Interpreting Data Insights

Baseline Comparison and Randomization Assessment

• Compare descriptive statistics between treatment and control groups:
  • Assess effectiveness of randomization in experimental designs
  • Identify potential sources of selection bias in quasi-experimental studies
• Examine key demographic and socioeconomic variables:
  • Age, gender, education level, income (Ensure groups are balanced at baseline)
  • Flag significant differences that may affect interpretation of results
• Visualize baseline distributions for important variables:
  • Use overlaid histograms or density plots to compare groups
  • Identify any systematic differences that may threaten internal validity

Outcome Analysis and Impact Visualization

• Track changes in outcome variables over time:
  • Compare pre- and post-intervention measurements
  • Use time series plots to visualize trends (Monthly income levels before and after job training program)
• Employ box plots and violin plots for distribution comparisons:
  • Highlight differences in central tendency and spread between groups
  • Identify potential heterogeneity in treatment effects (Test score distributions for different teaching methods)
• Create scatter plots with regression lines to illustrate relationships:
  • Program intensity or duration vs outcome variables
  • Reveal potential dose-response effects (Hours of tutoring vs improvement in grades)

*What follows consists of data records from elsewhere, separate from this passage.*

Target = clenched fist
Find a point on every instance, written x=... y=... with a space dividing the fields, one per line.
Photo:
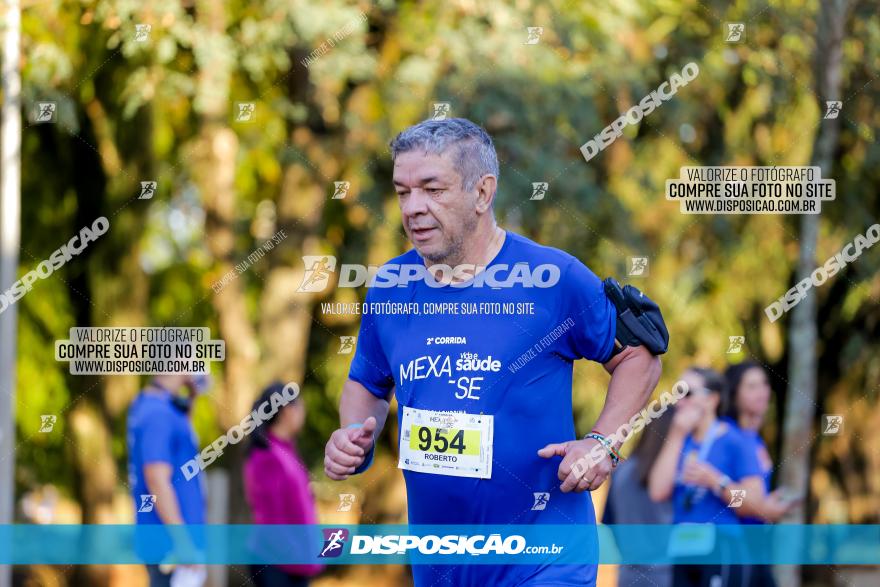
x=347 y=448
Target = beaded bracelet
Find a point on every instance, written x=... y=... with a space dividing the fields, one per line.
x=613 y=454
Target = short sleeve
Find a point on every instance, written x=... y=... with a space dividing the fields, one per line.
x=157 y=439
x=370 y=366
x=745 y=463
x=589 y=314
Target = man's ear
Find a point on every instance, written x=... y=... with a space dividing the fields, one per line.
x=486 y=187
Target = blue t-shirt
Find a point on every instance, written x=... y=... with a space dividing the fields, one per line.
x=158 y=432
x=757 y=445
x=425 y=357
x=733 y=456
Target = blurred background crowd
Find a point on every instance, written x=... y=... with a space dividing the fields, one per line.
x=325 y=86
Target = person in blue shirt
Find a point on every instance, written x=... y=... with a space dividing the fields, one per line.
x=160 y=440
x=486 y=430
x=629 y=503
x=746 y=407
x=711 y=474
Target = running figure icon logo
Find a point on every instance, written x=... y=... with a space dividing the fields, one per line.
x=334 y=540
x=541 y=499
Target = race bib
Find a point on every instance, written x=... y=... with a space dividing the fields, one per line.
x=446 y=443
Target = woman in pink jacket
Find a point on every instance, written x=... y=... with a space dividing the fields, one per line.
x=276 y=484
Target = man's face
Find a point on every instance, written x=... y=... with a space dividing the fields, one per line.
x=438 y=216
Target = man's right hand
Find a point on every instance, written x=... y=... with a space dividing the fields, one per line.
x=347 y=449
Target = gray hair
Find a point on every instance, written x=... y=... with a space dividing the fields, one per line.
x=474 y=156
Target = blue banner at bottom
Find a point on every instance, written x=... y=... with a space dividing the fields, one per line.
x=457 y=545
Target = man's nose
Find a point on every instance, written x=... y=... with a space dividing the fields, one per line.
x=416 y=203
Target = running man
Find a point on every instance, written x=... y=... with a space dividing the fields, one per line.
x=485 y=406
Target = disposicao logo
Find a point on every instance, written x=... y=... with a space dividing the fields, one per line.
x=334 y=541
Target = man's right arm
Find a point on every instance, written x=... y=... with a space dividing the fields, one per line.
x=362 y=415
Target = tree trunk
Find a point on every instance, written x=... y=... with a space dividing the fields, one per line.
x=803 y=333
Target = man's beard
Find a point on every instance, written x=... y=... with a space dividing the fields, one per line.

Subgroup Analysis and Heterogeneous Effects

• Conduct descriptive statistics for different subgroups:
  • Analyze outcomes by demographic categories (Age groups, gender, socioeconomic status)
  • Identify potential heterogeneous treatment effects
• Visualize subgroup differences using faceted or grouped plots:
  • Create separate visualizations for each subgroup
  • Use color-coding to distinguish subgroups within a single plot
• Interpret subgroup findings cautiously:
  • Consider sample size limitations for smaller subgroups
  • Be aware of multiple comparisons problem when testing many subgroups

Identifying Outliers and Patterns

Statistical Methods for Outlier Detection

• Use z-scores to identify extreme values:
  • Calculate z-score = (x - μ) / σ
  • Flag data points with |z| > 3 as potential outliers (Extreme test scores in a class)
• Apply Interquartile Range (IQR) method:
  • Calculate IQR = Q3 - Q1
  • Identify outliers as points < Q1 - 1.5IQR or > Q3 + 1.5IQR (Detecting unusual home prices in a neighborhood)
• Employ Median Absolute Deviation (MAD) for robust outlier detection:
  • Less sensitive to extreme values than z-scores
  • Useful for skewed distributions (Identifying anomalous network traffic patterns)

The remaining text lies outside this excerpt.